This blog describes the approach adopted in AI4PublicPolicy for making queries to the database where the content of several Data Models is stored. This task determines the capability of the matchmaking solution to efficiently retrieve similar content, regardless of it being structured differently in each Data Model. This means, for instance, that it is expected that the algorithm can identify different units of temperature across several Data Models while being able to unify duplicate units despite their distinct symbols or representations.
When it comes to search algorithms, vector search emerges as one of the most promising technologies due to four key reasons:
Semantic: Users increasingly expect search engines to deliver results according to the meaning of their input, rather than comparing the words or characters themselves. This stands as a great challenge because people often find different ways to ask for the same thing.
Input flexibility: It is sometimes preferable to provide input in alternative formats other than text (e.g., images or even speech).
Context and domain specificity: Users expect relevance to be tightly coupled with the subject at hand, or with the context where a context is issued.

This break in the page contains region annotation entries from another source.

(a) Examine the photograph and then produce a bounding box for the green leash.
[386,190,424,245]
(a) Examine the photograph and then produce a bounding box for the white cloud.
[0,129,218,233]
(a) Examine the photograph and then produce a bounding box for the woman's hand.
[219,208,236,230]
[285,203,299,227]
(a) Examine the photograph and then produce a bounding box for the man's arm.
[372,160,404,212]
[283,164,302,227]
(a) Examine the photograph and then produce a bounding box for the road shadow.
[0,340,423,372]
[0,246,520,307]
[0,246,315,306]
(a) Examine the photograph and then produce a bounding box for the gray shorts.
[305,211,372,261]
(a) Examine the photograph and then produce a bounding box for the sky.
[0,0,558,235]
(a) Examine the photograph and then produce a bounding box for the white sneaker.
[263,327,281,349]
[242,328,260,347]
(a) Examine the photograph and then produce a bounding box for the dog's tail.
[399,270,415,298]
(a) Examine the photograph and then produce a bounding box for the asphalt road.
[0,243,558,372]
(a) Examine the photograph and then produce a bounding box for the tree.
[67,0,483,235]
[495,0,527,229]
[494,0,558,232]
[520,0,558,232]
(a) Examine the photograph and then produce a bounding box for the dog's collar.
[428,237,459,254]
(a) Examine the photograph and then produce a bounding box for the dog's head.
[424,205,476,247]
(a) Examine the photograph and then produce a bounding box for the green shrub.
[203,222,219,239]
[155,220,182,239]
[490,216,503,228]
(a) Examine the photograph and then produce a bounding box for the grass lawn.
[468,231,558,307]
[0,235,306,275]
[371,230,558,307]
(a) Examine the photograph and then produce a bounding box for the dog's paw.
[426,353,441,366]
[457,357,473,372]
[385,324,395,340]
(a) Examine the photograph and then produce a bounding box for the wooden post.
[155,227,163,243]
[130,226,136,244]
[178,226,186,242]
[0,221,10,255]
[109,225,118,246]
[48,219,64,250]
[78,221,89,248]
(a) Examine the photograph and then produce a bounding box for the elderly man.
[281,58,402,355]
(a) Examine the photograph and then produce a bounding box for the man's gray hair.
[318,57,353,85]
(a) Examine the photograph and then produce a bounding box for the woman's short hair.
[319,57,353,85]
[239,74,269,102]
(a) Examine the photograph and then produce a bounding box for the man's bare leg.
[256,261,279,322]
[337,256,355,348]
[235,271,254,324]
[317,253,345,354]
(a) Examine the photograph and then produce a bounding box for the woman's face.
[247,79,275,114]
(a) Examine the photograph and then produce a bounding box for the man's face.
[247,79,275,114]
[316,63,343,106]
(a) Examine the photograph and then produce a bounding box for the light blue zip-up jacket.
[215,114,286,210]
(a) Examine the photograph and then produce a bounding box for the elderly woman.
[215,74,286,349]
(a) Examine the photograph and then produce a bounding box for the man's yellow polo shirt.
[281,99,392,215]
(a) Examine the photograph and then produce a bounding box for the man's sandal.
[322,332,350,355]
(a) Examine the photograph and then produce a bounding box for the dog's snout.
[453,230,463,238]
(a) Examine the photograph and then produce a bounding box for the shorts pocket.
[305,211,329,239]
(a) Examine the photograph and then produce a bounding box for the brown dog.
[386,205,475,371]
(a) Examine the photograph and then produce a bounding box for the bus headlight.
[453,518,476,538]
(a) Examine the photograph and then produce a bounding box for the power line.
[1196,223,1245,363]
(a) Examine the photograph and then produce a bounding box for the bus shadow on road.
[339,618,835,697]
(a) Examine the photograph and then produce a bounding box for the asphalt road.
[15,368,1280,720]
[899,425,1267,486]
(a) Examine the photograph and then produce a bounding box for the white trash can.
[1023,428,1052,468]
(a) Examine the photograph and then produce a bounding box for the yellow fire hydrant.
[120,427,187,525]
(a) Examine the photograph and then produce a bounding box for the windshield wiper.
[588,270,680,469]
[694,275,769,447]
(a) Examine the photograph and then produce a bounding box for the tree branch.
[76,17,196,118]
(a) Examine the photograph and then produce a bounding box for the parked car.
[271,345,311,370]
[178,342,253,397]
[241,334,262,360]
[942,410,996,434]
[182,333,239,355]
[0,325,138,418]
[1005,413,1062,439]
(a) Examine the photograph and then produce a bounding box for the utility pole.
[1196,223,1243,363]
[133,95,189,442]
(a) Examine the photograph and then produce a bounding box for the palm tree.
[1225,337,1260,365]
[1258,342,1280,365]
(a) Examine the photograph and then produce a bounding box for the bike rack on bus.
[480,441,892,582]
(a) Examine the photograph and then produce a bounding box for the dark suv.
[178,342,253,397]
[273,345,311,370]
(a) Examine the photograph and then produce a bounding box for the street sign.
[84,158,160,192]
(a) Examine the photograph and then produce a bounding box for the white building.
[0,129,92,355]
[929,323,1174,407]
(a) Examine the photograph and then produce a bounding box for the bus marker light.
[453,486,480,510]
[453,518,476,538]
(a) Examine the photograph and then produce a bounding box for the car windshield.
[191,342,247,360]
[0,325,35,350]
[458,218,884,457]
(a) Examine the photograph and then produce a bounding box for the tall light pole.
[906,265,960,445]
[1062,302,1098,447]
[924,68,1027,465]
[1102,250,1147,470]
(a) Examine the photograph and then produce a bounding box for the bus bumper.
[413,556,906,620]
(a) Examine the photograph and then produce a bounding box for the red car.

Precise and unique: The search results should be as accurate as possible. The less time it takes to find what the user is looking for the better.
To achieve its results, vector search relies on vector similarity which essentially consists of encoding both the universe of results and the user input using the same Machine Learning model (usually a Deep Learning Neural Network) and then returning the results with the highest score (i.e., similarity), as represented in the following figure:
As shown in the figure, it is evident that a preparation stage is required before being able to make queries:
Firstly, it is essential to ensure that each piece of data contains the vectorial representation, also known as embedding, of the field(s) that will be used for searching purposes. For that, a Machine Learning model is required. It goes without saying that identifying the context of the data to be searched is essential, as it influences the choice of the model, the quality of the embeddings and, consequently, the accuracy of the results.
Once the model is selected, it is fed with the values of the fields we want to be searchable and returns a mathematical representation for each one, i.e., a dense vector. Depending on the model, the generated vectors can have different dimensions (i.e., positions). The higher the vector’s dimensionality, the more precise will be the results because there is more information to compare against. On the other hand, more dimensions require more computational resources and lead to increased processing time.
Finally, the data is inserted into the database along with the corresponding embeddings for the desired fields. After this setup, the infrastructure is ready to deliver meaningful results.
Similarly, when it comes to making queries, the search input provided by the user is run through the same Machine Learning model. As soon as the embedding of the search query is available, it is possible to compute the similarity with each of the embeddings stored in the database during the preparation stage. This calculation can be carried out through different mathematical formulas.
The described approach is expected to deliver accurate matches for the AI4PublicPolicy use case because, as it relies on vectorial representations of the data, so that the algorithm can find semantically equivalent sentences, i.e., similarities beyond the words themselves or the characters that form them.